January 2017 News Round Up

New Polling Data Shows Widespread Bipartisan Support for Federal Funding for Contraception and Sexual Health Information

The National Campaign to Prevent Teen and Unplanned Pregnancy recently released a poll that shows 85% of adults (including 75% of Republicans and 89% of Democrats) support current federal efforts to prevent teen pregnancy through the evidence-based Teen Pregnancy Prevention Program (TPPP) and the Personal Responsibility Education Program (PREP). Click here to read more.

Six Ways That Advocates Are Fixing Sex Education in American Schools

A recent study concluded that traditional, school-based sex ed is not meeting students’ needs – but some educators have figured out ways to operate outside the red tape. There are a number of programs, including the 6 outlined here, that are making waves when it comes to educating youth on this important topic. Click here to read more.

YouTube videos on contraceptive implants mostly accurate, mostly positive

The internet is not necessarily a bad place to find information about long-term birth control implants, a study suggests. Young women looking online for information about these devices are likely to find YouTube videos that are fairly accurate and mostly recount positive experiences by implant users, researchers report. Ultimatley, it was also noted that these videos should not replace a conversation with a medical professional because these videos are not checked for accuracy. Click here to read more.

Two new clinics meet huge need for health care at two Minnosota community colleges

Another state has joined in the efforts to provide community college students with the information and resources they need to stay healthy, especially when it comes to their reproductive health. Both Arkansas and Mississippi passed legislation that targets 18 and 19 year old students and the Texas Campaign is working to replicate these efforts by building a strategic plan to help reduce the numbers of unplanned teen pregnancies in 18 and 19 year old females.  Click here to read more.

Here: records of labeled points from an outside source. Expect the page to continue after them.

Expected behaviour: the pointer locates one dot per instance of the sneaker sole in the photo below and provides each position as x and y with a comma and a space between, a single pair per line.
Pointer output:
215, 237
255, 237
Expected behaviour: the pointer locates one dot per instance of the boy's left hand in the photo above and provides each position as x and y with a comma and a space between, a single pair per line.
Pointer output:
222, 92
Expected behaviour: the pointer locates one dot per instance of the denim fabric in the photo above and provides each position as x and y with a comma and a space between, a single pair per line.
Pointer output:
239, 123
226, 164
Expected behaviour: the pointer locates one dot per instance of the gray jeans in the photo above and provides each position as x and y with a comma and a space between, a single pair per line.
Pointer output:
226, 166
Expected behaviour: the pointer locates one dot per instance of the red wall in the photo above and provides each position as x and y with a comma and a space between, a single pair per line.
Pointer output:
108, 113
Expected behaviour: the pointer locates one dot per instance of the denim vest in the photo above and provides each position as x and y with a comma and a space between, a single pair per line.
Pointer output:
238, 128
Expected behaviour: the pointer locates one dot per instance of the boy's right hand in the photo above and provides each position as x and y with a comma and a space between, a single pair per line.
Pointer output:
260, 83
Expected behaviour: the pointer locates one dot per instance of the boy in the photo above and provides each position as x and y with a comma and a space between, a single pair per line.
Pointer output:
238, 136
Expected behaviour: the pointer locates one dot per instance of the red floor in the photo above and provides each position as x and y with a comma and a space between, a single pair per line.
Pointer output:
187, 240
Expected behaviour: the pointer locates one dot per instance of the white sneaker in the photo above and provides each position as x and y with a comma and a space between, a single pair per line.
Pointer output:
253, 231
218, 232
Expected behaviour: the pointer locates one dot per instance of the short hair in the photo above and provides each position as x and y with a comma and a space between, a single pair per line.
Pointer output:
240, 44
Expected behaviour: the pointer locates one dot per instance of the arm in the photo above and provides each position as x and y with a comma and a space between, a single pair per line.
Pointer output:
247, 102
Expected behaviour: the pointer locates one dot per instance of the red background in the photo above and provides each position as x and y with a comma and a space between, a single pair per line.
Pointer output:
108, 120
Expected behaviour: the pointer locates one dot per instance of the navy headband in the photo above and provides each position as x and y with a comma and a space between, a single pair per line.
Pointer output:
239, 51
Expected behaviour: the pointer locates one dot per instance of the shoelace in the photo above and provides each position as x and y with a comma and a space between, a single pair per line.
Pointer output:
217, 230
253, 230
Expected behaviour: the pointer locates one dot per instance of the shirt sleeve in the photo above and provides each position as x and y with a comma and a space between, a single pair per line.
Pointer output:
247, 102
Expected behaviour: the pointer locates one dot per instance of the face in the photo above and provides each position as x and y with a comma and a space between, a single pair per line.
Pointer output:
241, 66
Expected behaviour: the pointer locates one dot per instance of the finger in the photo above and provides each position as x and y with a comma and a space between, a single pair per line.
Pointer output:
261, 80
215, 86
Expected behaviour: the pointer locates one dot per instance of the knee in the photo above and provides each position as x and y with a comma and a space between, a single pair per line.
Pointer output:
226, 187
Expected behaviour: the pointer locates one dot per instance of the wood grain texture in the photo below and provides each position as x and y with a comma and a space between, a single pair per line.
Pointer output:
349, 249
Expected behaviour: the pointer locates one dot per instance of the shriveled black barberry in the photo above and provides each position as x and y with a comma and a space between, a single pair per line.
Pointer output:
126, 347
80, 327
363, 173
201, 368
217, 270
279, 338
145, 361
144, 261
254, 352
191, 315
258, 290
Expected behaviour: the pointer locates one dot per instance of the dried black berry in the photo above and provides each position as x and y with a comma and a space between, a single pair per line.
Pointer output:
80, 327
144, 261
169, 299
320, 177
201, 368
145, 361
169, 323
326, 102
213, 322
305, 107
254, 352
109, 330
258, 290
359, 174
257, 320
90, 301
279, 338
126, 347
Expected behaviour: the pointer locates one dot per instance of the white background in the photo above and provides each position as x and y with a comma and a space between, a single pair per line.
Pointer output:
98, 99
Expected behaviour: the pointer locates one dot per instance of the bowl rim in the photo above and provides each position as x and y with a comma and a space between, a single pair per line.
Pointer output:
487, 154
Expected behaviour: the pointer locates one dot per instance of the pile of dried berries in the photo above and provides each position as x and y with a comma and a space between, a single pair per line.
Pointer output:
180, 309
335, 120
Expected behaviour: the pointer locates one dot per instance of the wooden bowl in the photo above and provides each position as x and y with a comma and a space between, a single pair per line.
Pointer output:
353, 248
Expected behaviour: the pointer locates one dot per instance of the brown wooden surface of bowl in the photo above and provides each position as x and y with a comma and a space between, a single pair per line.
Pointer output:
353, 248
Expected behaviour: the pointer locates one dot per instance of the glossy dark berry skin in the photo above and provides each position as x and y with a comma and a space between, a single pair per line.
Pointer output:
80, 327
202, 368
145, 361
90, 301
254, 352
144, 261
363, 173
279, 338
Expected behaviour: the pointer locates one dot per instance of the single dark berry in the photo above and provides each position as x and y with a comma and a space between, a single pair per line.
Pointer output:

How Sex Education Changed Under The Obama Administration

Even though teen pregnancy rates are at an all-time low in the United States, the country has still experienced more pregnancies and sexually transmitted diseases amongst teens than many other developed nations. So how are kids being taught to avoid pregnancy and protect themselves against sexually transmitted diseases? Divisions in how to teach the topic tend to fall along party lines. It means that oftentimes, as administrations change, so too do related policies and programs. Cick here to read more.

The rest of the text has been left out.